The UK economic recovery is under way, but the country faces heightened threats from the worsening crisis in the euro zone and upheaval in global financial markets, according to the British Chambers of Commerce. The business group raised its forecast for economic growth this year to 1.3% from 1.0% predicted in March, but cut its forecast for gross domestic product growth for next year to 2.0% from 2.1% because of the higher medium-term risks.

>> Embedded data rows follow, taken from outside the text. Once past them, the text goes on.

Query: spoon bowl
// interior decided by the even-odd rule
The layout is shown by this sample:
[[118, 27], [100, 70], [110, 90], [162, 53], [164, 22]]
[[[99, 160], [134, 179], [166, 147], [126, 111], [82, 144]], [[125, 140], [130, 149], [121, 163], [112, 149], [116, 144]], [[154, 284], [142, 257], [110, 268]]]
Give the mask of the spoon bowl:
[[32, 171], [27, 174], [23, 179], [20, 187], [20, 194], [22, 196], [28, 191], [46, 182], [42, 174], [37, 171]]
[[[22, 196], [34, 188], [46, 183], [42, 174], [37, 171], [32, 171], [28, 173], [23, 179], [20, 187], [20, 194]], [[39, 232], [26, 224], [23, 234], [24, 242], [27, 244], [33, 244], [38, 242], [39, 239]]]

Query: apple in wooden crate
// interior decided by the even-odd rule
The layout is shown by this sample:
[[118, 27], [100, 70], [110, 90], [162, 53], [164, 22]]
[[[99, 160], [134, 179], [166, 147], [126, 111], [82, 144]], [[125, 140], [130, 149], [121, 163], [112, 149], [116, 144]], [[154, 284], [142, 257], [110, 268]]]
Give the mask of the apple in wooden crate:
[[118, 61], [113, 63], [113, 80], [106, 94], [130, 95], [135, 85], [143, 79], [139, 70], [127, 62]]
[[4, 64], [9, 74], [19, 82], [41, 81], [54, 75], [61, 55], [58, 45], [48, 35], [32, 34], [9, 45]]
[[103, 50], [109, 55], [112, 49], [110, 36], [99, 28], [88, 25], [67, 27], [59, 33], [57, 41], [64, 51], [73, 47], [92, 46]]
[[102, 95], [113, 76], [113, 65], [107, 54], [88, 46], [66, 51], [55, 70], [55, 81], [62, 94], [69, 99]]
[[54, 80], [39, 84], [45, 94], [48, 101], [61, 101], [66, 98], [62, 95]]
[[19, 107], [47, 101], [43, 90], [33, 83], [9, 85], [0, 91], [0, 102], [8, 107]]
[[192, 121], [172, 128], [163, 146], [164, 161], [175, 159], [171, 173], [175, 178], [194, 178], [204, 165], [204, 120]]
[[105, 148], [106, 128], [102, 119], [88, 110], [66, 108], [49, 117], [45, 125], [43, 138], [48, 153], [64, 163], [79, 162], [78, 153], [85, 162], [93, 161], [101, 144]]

The UK economy contracted 4.9% in 2009.

 

David Kern, the BCC's chief economist, said that after two consecutive quarters of economic growth, the risk of a relapse is less severe.

 

"The recovery is still weak, and it would be unwise to disregard the threat of a double-dip recession," he said in a statement. "The crisis in the euro zone and turmoil in the global financial markets threaten to dampen the UK's growth prospects."

 

He welcomed the new coalition government's "forceful" measures to deal with the large budget deficit, but cautioned that any significant fiscal tightening beyond the recently announced £6 billion measures should only be implemented when the economic recovery is more secure.

 

"The need to slash the budget deficit, strengthen the enfeebled banks, and reduce personal debt will limit growth," he said. "Over the next four to five years, growth in GDP is likely to average just under 2% per year—considerably less than the 2.7% average growth recorded in the period 2003-2007."

 

Unlike the Paris-based Organization for Economic Cooperation and Development, which said last week that the Bank of England should hike rates to 3.5% by the end of next year, the BCC recommended it keep rates low for a prolonged period to support businesses.

 

The BCC forecast the Monetary Policy Committee would hike rates to 1.0% from the current record low of 0.5% in December, and up to 2.5% by the end of 2011. However, it also predicted that inflation would average 3.3% this year and 2.9% in 2011. The business group said it expected the new coalition government to cut public sector net borrowing to £147 billion, or 9.9% of GDP, in the 2010-2011 financial year, and then £116 billion, or 7.5% of GDP, the following year.

 

Although it predicted unemployment would peak at 2.65 million in the first quarter of next year, it said the better-than-expected labor market developments since mid-2009 masked some worrying trends. An aggressive government deficit reduction program may also hit public sector employment.

 

"To achieve a sustainable improvement in Britain's productive potential, recent adverse trends in the labor market must be reversed," Mr. Kern said. "Inactivity needs to decline, full-time employment must grow, and private sector employment has to increase."